Autoped’in patent sahibi Arthur Hugo Cecil Gibson, 1915

Uçan Merkel motosikletinin fikir babası Joseph F. Merkel’in önemli katkıları olsa da, Autoped’in hakları aslında mucit Arthur Hugo Cecil Gibson‘a aitti. Araç, ilk olarak Autoped Company tarafından 1913 yılında üretildi. Şirketin ilk mağazası, yaklaşık iki sene sonra, 1915’te Long Island City’de açıldı. New York Eyalet Müzesi kıdemli tarihçisi Emeritus Geoffrey N. Stein’a göre bu “ucube araç“, bisikletin popüler olduğu bir dönemde medyanın da ilgisini çekti. Tahmin edilenden fazla kullanıcıya ulaşması, beklenenden daha uzun süre piyasada kalmasını sağladı. Bunda, aşağıdaki metinle özdeşleşen geniş bir reklam kampanyasının da büyük payı vardı.

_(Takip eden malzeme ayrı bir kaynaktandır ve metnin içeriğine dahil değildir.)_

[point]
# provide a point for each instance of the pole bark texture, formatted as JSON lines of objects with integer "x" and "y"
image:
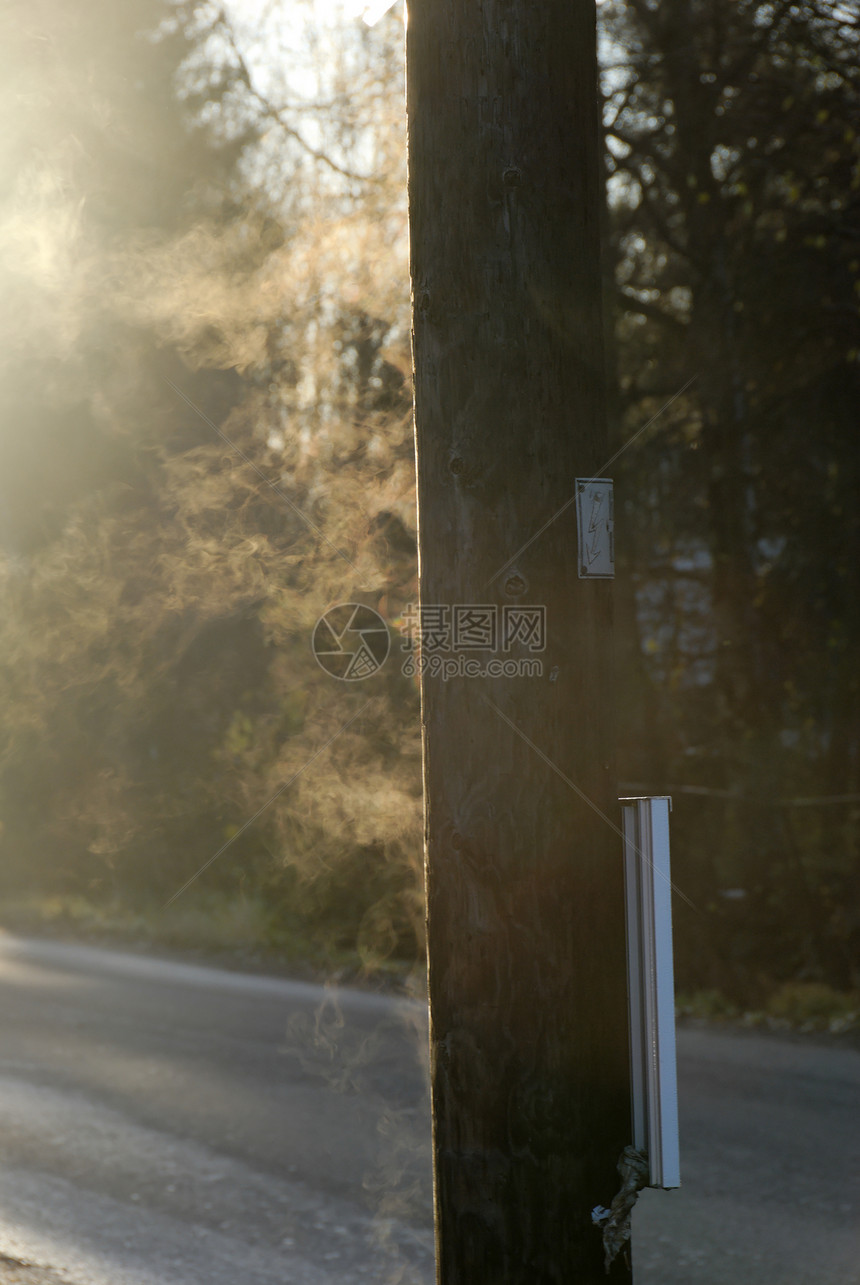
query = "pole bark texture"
{"x": 525, "y": 893}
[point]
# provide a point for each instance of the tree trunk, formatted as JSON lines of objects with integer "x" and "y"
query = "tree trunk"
{"x": 525, "y": 900}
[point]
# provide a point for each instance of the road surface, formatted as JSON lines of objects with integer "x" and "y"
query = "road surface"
{"x": 170, "y": 1125}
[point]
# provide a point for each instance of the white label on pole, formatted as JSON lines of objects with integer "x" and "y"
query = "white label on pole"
{"x": 595, "y": 527}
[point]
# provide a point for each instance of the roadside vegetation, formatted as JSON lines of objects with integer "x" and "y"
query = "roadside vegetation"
{"x": 207, "y": 442}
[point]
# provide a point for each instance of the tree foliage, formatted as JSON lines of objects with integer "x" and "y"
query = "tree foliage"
{"x": 207, "y": 442}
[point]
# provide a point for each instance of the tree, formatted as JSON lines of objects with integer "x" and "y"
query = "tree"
{"x": 734, "y": 189}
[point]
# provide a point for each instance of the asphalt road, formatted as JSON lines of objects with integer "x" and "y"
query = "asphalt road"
{"x": 170, "y": 1125}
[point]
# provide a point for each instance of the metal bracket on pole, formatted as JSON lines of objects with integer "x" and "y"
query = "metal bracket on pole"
{"x": 651, "y": 984}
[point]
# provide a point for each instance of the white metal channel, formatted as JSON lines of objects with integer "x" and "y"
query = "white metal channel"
{"x": 651, "y": 984}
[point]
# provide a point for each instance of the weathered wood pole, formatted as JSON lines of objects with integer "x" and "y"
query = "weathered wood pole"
{"x": 525, "y": 897}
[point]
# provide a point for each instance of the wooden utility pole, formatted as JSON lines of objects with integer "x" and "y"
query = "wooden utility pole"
{"x": 525, "y": 897}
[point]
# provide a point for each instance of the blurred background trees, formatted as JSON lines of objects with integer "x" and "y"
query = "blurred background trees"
{"x": 207, "y": 442}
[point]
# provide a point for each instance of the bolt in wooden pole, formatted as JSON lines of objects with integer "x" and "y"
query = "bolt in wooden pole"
{"x": 525, "y": 897}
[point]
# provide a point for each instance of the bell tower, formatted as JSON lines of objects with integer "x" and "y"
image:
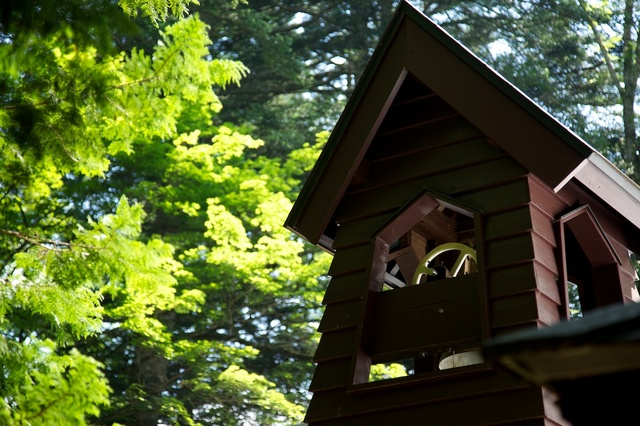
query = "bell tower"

“Autoped, çalışan erkek ve kadınların işyerlerine gidip gelmeleri için ideal bir kısa mesafe ulaşım aracıdır. Kadınlar alışverişe, doktorlar hastaneye, öğrenciler okula, hizmetçiler markete giderken; bakkallar, eczacılar ve diğer tüccarlar siparişlerini teslim ederken ondan yararlanabilir. Koleksiyoncular, tamirciler, haberciler ile zamandan ve enerjiden tasarruf etmek isteyen herkes Autoped’in konforunu ve keyfini yaşayabilir.”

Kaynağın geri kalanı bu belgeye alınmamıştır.